Introduction

Elastic Stack, formerly known as the ELK stack, is a popular suite of tools for viewing and managing log files. As open-source software, you can download and use it for free (though fee-based and cloud-hosted versions are also available).

This tutorial introduces basic ELK Stack usage and functionality.

guide on Getting started with Elastic / elk stack

Prerequisites

  • A system with Elasticsearch installed

What is the ELK Stack?

ELK stands for Elasticsearch, Logstash, and Kibana. In previous versions, the core components of the ELK Stack were:

  • Elasticsearch – The core component of ELK. It works as a searchable database for log files.
  • Logstash – A pipeline to retrieve data. It can be configured to retrieve data from many different sources and then to send to Elasticsearch.
  • Kibana – A visualization tool. It uses a web browser interface to organize and display data.

how the elk stack works

In newer versions of Elastic Stack, additional software packages called Beats are used. These are smaller data collection applications, specialized for individual tasks.

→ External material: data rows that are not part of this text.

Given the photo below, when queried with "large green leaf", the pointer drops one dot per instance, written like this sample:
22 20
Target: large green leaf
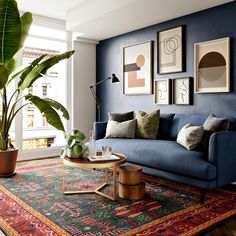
11 65
42 68
3 76
10 29
26 21
58 106
51 115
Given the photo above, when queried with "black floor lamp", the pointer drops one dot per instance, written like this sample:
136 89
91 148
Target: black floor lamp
113 79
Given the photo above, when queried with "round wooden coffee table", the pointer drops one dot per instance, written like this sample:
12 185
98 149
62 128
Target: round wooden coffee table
85 163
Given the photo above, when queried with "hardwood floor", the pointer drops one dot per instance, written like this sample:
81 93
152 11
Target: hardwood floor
226 228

There are many different Beats applications. For example, Filebeat is used to collect log files, while Packetbeat is used to analyze network traffic.


Note: Need to install the ELK stack to manage server log files Follow this step-by-step guide and set up each layer of the stack - Elasticsearch, Logstash, and Kibana for Centos 8 or Ubuntu 18.04 / 20.04.


How Does Elastic Stack Work?

First, a computer or server creates log files. All computers have log files that document events on the system. Some systems, such as server clusters, generate massive amounts of log files. Elastic Stack is designed to help manage scalable amounts of log data.

Next, the log files are collected by a Beats application. Different Beats reach out to different parts of the server and read the log files. (Some users may skip Beats, and use Logstash.)

Then Logstash is configured to reach out and collect data from the different Beats applications (or directly from various sources). In larger configurations, Logstash can collect from multiple systems, and filter and collate the data into one location.

Elasticsearch is used as a scalable, searchable database to store data. Elasticsearch is the warehouse where Logstash pipes all the data.

Finally, Kibana provides a user-friendly interface for you to review the data that’s been collected. It is highly configurable, so you can adjust the metrics to fit your needs. It also provides graphs and other tools to visualize and interpret patterns in the data.

Supporting Applications

Some users configure additional third-party applications to enhance Elastic Stack.

Apache Kafka

Kafka is a real-time streaming distribution platform. That means that it can read multiple data sources at once. Kafka helps prevent data loss or interruption while streaming files quickly.


Note: Working with a Kubernetes cluster? Learn how to set up Apache Kafka on Kubernetes.


RabbitMQ

RabbitMQ is a messaging platform. Elastic Stack users might use this software to build a stable, buffered queue of log files.

Nginx

Nginx is best known as a web server that can also be set up as a reverse-proxy. It can be used to manage network traffic or to create a security buffer between your server and the internet.

Elasticsearch Overview

Elasticsearch is the core of the Elastic Stack. It has two main jobs:

      • Storage and indexing of data.
      • Search engine to retrieve data.

Technical Elasticsearch details include:

      • Robust programming language support for clients (Java, PHP, Ruby, C#, Python).
      • Uses a REST API –  Applications written for Elasticsearch have excellent compatibility with Web applications.
      • Responsive results – Users see data almost in real-time.
      • Distributed architecture – Elasticsearch can run and connect between many different servers. The Elastic Stack can scale easily as infrastructure grows.
      • Inverted indexing – Elasticsearch indexes by keywords, much like the index in a book. This helps speed up queries to large data sets.
      • Shards – If your data is too large for your server, Elasticsearch can break it up into subsets called Shards.
      • Non-relational (NoSQL) – Elasticsearch uses a non-relational database to break free from the constraints of structured/tabular data storage.
      • Apache Lucene – This is the base search engine that Elasticsearch is based on.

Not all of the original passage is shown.